Backbone Model#
Finetuner provides several widely used backbone models,
including resnet
, efficientnet
, clip
and bert
.
Finetuner will convert these backbone models to embedding models by removing the head or applying pooling, fine-tuning and producing the final embedding model.

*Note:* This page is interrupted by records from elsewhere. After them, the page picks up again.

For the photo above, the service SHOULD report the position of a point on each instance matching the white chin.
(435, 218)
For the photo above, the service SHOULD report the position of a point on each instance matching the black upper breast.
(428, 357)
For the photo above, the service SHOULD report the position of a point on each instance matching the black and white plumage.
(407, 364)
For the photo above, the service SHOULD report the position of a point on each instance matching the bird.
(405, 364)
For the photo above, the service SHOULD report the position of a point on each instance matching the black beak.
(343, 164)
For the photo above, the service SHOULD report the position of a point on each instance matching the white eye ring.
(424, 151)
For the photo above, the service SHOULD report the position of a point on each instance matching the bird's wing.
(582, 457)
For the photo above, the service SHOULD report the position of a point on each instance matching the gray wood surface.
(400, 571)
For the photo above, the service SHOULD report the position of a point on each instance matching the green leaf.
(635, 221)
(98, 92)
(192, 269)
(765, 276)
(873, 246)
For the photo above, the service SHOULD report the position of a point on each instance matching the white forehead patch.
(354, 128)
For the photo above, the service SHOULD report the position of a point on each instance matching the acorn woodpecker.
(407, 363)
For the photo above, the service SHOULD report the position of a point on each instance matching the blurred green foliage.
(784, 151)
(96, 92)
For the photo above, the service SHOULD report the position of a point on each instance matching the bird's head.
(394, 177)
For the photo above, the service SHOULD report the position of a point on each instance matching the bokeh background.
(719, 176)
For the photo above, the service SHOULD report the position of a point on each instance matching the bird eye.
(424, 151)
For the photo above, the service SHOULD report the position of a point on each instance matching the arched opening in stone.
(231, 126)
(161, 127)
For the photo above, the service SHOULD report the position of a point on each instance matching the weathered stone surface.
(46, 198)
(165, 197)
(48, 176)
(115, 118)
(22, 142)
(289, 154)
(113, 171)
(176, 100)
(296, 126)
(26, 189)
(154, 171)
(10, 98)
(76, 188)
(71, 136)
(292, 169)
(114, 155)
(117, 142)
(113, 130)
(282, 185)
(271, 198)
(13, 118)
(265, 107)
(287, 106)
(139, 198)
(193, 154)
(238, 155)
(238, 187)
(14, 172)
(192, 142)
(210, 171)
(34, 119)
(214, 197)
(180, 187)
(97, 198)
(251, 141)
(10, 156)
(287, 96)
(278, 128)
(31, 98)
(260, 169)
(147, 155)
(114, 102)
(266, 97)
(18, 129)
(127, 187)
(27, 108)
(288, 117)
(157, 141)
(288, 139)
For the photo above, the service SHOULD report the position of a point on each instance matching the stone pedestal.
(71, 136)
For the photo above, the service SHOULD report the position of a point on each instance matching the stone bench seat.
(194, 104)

The embedding model can be fine-tuned for text-to-text, image-to-image or text-to-image search tasks.
You can call:
import finetuner
finetuner.describe_models()
To get a list of supported models:
Finetuner backbones
┏━━━━━━━━━━━━━━━━━━━━━━━━━━━━━━━━━━━━━━━━━━━━━━━━━━┳━━━━━━━━━━━━━━━━┳━━━━━━━━━━━━┳━━━━━━━━━━━━━━┳━━━━━━━━━━━━━━━━━━━━━━━━━━━━━━━━━━━━━━━━━━━━━━━━┓
┃ model ┃ task ┃ output_dim ┃ architecture ┃ description ┃
┡━━━━━━━━━━━━━━━━━━━━━━━━━━━━━━━━━━━━━━━━━━━━━━━━━━╇━━━━━━━━━━━━━━━━╇━━━━━━━━━━━━╇━━━━━━━━━━━━━━╇━━━━━━━━━━━━━━━━━━━━━━━━━━━━━━━━━━━━━━━━━━━━━━━━┩
│ resnet50 │ image-to-image │ 2048 │ CNN │ Pretrained on ImageNet │
│ resnet152 │ image-to-image │ 2048 │ CNN │ Pretrained on ImageNet │
│ efficientnet_b0 │ image-to-image │ 1280 │ CNN │ Pretrained on ImageNet │
│ efficientnet_b4 │ image-to-image │ 1280 │ CNN │ Pretrained on ImageNet │
│ openai/clip-vit-base-patch32 │ text-to-image │ 768 │ transformer │ Pretrained on text image pairs by OpenAI │
│ bert-base-cased │ text-to-text │ 768 │ transformer │ Pretrained on BookCorpus and English Wikipedia │
│ sentence-transformers/msmarco-distilbert-base-v3 │ text-to-text │ 768 │ transformer │ Pretrained on BERT, fine-tuned on MS Marco │
└──────────────────────────────────────────────────┴────────────────┴────────────┴──────────────┴────────────────────────────────────────────────┘
ResNets are suitable for image-to-image search tasks with high performance requirement.
EfficientNets are suitable for image-to-image search tasks with fast training and inference. The model is more light-weighted than ResNet.
CLIP is the one for text-to-image search, where the images do not need to have any text descriptors.
BERT is generally suitable for text-to-text search tasks.
Msmarco-distilbert-base-v3 is suitable for short text-to-text search.
It should be noted that:
resnet/efficientnet models are loaded from the torchvision library.
transformer based models are loaded from the huggingface transformers library.
msmarco-distilbert-base-v3
has been fine-tuned once by sentence-transformers on the MS MARCO dataset on top of BERT.